THE HAGUE.- This week, a long-concealed self-portrait of Rembrandt is set to return to The Hague. From Tuesday 29 November onwards, it will be on display in Escher in The Palace, which was home to it from 1850 to 1894, when
the palace belonged successively to Prince Hendrik of the Netherlands and his sister Great Duchess Sophie. The painting has not been seen in the Netherlands since 1898 for nearly 125 years and has not even been on public display since 1967. The self-portrait is being given a unique spot among the famous self-portraits by Dutch printmaker M.C. Escher, whose work has been on display in the palace since 2002. The Rembrandt will be exhibited here until 29 January 2023.
Eventful journey
This unique event is the result of recent research into the paintings history by Rembrandt specialist Gary Schwartz. Schwartz drew on numerous unpublished documents in the Royal House Archive, the archives of the American and German governments, the National Gallery of Art in Washington, German courts, as well as private correspondence between Hereditary Grand Duchess Elisabeth of Saxe-Weimar-Eisenach and the German-American Rembrandt specialist Jakob Rosenberg. In his publication Rembrandt in a Red Beret: The Vanishings and Reappearances of a Self-portrait, Schwartz reconstructs the adventures of this significant work.

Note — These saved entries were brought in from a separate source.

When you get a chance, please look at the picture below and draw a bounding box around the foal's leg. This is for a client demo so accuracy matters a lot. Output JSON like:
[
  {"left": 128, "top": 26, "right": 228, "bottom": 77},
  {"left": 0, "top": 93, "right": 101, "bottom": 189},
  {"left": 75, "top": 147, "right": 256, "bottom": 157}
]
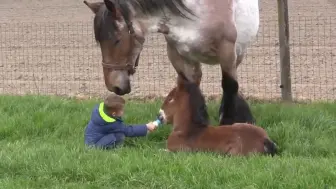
[
  {"left": 167, "top": 132, "right": 191, "bottom": 152},
  {"left": 218, "top": 38, "right": 238, "bottom": 125}
]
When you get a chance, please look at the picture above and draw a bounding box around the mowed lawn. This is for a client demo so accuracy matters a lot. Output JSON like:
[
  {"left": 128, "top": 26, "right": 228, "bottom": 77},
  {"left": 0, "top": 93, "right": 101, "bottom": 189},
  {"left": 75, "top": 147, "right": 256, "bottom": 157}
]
[{"left": 0, "top": 95, "right": 335, "bottom": 189}]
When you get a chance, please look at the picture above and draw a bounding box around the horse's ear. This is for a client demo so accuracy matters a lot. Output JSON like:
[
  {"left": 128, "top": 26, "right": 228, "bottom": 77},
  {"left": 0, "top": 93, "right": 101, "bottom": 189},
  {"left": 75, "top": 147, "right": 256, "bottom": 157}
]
[
  {"left": 104, "top": 0, "right": 122, "bottom": 19},
  {"left": 83, "top": 1, "right": 103, "bottom": 14},
  {"left": 104, "top": 0, "right": 116, "bottom": 12}
]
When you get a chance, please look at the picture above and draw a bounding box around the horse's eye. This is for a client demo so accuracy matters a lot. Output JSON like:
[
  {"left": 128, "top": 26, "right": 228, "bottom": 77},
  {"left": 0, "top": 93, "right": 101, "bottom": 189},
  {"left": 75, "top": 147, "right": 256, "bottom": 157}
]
[{"left": 114, "top": 39, "right": 120, "bottom": 45}]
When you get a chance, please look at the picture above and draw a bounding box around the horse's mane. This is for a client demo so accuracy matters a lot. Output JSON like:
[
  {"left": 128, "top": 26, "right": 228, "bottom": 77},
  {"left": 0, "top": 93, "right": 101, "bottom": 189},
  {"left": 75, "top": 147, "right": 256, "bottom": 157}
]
[
  {"left": 183, "top": 78, "right": 209, "bottom": 128},
  {"left": 93, "top": 0, "right": 195, "bottom": 42},
  {"left": 120, "top": 0, "right": 194, "bottom": 19}
]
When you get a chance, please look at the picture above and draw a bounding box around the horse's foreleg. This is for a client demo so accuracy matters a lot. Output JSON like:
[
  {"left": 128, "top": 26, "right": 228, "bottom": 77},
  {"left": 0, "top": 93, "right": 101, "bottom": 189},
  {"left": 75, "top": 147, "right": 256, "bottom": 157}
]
[
  {"left": 166, "top": 43, "right": 202, "bottom": 85},
  {"left": 218, "top": 38, "right": 238, "bottom": 125},
  {"left": 219, "top": 53, "right": 256, "bottom": 125},
  {"left": 236, "top": 53, "right": 245, "bottom": 68}
]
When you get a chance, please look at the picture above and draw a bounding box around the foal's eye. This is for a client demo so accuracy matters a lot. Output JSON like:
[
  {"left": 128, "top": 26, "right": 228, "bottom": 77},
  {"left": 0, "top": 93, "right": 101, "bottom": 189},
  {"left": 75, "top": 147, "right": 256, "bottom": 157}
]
[{"left": 168, "top": 98, "right": 174, "bottom": 103}]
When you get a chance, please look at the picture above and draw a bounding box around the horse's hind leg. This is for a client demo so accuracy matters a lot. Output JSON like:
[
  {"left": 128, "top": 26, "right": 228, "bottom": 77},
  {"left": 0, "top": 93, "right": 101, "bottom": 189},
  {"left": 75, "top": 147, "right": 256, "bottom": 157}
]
[{"left": 218, "top": 36, "right": 238, "bottom": 125}]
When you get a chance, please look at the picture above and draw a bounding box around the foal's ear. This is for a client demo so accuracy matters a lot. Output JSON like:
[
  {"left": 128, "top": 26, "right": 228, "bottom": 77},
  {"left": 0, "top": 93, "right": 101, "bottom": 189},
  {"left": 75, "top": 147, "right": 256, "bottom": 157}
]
[
  {"left": 104, "top": 0, "right": 122, "bottom": 19},
  {"left": 83, "top": 1, "right": 103, "bottom": 14}
]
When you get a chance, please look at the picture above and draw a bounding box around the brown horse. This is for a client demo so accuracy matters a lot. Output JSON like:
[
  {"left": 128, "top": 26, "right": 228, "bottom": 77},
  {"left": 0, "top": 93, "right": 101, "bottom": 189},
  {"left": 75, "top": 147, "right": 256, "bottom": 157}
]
[
  {"left": 158, "top": 72, "right": 278, "bottom": 156},
  {"left": 83, "top": 0, "right": 259, "bottom": 125}
]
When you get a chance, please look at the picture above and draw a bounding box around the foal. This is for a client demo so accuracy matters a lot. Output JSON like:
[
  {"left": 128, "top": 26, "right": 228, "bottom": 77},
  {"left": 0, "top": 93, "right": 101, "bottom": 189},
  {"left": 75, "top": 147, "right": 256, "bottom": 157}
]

The painting first surfaced in 1823, when it was purchased in Brussels by the future King Willem II of the Netherlands (1792-1849). The work was relocated to The Hague in 1839, after which it hung in the newly constructed Gothic Hall of nearby Kneuterdijk Palace from 1842 onwards. The death of Willem II resulted in 1850 in the break-up of his outstanding art collection through auction. And yet the self-portrait did not go very far. It ended up in Lange Voorhout Palace, which belonged to Willem Frederik Hendrik (1820-1879), Prince of Orange, known as Hendrik the Seaman. The painting remained here for at least 35 years, most likely 44 years. Its subsequent history reads like a detective novel. After being bequeathed within the royal family to Hendriks sister, Princess Sophie (1824-1897), the work was taken to the German city of Weimar, where she was Grand Duchess. There it remained until 1921, when it was stolen from the Weimar Museum. It was missing until 1945, when it suddenly resurfaced in the USA. The American government seized the self-portrait and sent it back to Germany in 1967 with the intention of having it returned to the museum in Weimar. Once in Germany, it was successfully claimed by an heiress of the last Grand Duke, Hereditary Grand Duchess Elisabeth of Saxe-Weimar-Eisenach (1912-2010). Once again, the canvas disappeared from public view. Until now, 55 years on.
Attribution to Rembrandt
It was taken for granted that the painting was a genuine Rembrandt until 1969, when a German-Dutch art historian Horst Gerson suggested that it might be by or in imitation of Ferdinand Bol. Although Gary Schwartz maintains that no Bol expert has ever entertained this idea, the Rembrandt Research Project did actually take it seriously. Gary Schwartz: Doubts about who produced the painting were fuelled by the damage sustained by the self-portrait after it was stolen in Weimar. Incompetent overpainting misled people as to the works quality. Comprehensive new technological research work carried out by the renowned Schweizerisches Institut für Kunstwissenschaft in Zurich has revealed that only the face is work by the original painter. And anyone looking at that face will struggle to regard it as anything other than a self-portrait by the master himself. In his new publication, Rembrandt in a red beret | The vanishings and reappearances of a self-portrait, Gary Schwartz argues that the work deserves to be acknowledged as by the master himself. He interrogates and refutes objections to accepting the painting for what it appears to be, a Rembrandt self-portrait.